Boris Johnson has been talking about “levelling up” since at least the 2019 election, but critics say he hasn’t sufficiently explained what it is.
His first in-person Tory conference speech on Wednesday was a major chance for the prime minister to put meat on the bones of the slogan he’s now been using for years.
The idea is yet to cut through: polling by Opinium in August 2021 found that just 1 in 5 people are clear what “levelling up” actually means.
Did the prime minister succeed in fleshing out the term? On the one hand, Johnson certainly elaborated at length about what “levelling up” meant in theory and the thinking behind it.
But on the other hand, he did not announce any significant new policies to achieve the aim, or explain whether or how his party would actually “level up”.
The prime minister said the slogan was about “offering hope and opportunity to those areas that have felt left behind”.
But he argued that eliminating this disparity would not just be positive for those areas, but also others where problems are sometimes caused by their success – or the “the sheer lust of other people to live in or near” them.
These problems included environmental concerns, overcrowded infrastructure, and “ugly new homes”, he said, which could be a drag on productivity.

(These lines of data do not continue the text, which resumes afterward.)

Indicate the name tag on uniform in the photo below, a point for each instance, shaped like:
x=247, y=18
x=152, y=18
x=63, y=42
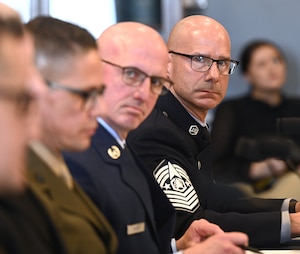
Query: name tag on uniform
x=136, y=228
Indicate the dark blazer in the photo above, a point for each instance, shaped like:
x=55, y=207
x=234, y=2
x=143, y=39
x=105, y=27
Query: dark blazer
x=25, y=226
x=82, y=226
x=126, y=193
x=170, y=138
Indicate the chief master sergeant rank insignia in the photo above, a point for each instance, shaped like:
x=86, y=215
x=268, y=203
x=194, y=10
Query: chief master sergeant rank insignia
x=177, y=185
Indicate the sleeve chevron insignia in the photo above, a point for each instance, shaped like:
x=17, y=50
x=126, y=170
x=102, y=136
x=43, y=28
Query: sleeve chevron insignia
x=177, y=185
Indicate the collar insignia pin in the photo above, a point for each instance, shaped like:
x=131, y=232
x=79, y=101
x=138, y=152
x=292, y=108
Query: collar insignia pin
x=193, y=130
x=114, y=152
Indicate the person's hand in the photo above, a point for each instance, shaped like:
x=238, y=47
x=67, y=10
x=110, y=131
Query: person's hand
x=266, y=168
x=277, y=167
x=297, y=207
x=198, y=231
x=220, y=243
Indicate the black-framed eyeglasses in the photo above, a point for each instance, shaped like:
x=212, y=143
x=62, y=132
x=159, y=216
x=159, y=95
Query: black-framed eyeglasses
x=133, y=76
x=203, y=63
x=23, y=99
x=89, y=97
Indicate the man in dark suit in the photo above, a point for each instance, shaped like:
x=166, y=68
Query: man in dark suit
x=68, y=60
x=25, y=226
x=135, y=60
x=174, y=142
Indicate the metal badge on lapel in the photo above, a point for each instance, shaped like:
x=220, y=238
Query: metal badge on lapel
x=114, y=152
x=193, y=130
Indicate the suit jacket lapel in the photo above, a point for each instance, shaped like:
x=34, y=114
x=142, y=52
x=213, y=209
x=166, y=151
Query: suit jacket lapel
x=102, y=141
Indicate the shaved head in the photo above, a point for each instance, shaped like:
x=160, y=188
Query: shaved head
x=192, y=29
x=121, y=40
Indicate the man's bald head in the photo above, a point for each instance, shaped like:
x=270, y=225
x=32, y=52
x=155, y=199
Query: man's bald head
x=122, y=39
x=192, y=29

And he suggested that the issue was more significant than just a north-south divide, arguing that there are “aching gaps within the regions themselves”. This is certainly borne out by the figures.
“It helps to take the pressure off parts of the overheating South East while simultaneously offering hope and opportunity to those areas that have felt left behind,” he said.
And the PM argued that this would help improve productivity across the board and make the country richer.
“The idea in a nutshell it is that you will find talent genius flair imagination enthusiasm everywhere in this country all of them evenly distributed,” he told Tory members.
“But opportunity is not, and it is our mission as conservatives to promote opportunity with every tool we have.”
This all sounds quite reasonable in theory. But is he really using “every tool that we have”?
When it comes to policy the prime minister essentially had one announcement: a “levelling up premium” worth up to £3,000 to encourage science and maths teachers to head to and teach in more deprived areas of the country.
The policy seems laudable, and may or may not improve the supply of the best teachers in two subject areas. But it is clearly not going to put in motion the kind of fundamental shift in wealth and power the prime minister is talking about. It is also a re-hash of a similar, recently scrapped scheme that covered more subjects.
Notably, before the speech it was heavily briefed that there would be some major transport policy announcement for the north, perhaps a fleshing out of Northern Powerhouse Rail, the east-west line planned to link across the Pennines.
There wasn’t one – which rail industry sources interpret as bad news for the scale and scope of any investments the government is planning to make. NRP is a can that’s been kicked down the road since George Osbrone was chancellor, and there is still no detailed plan for what it will involve.
The prime minister made a good case for reducing regional inequality and investing in areas that have not been invested in for too long. But until he actually takes action to do this, at the head of the government he leads with a vast majority, it is hard to see how it is more than a slogan.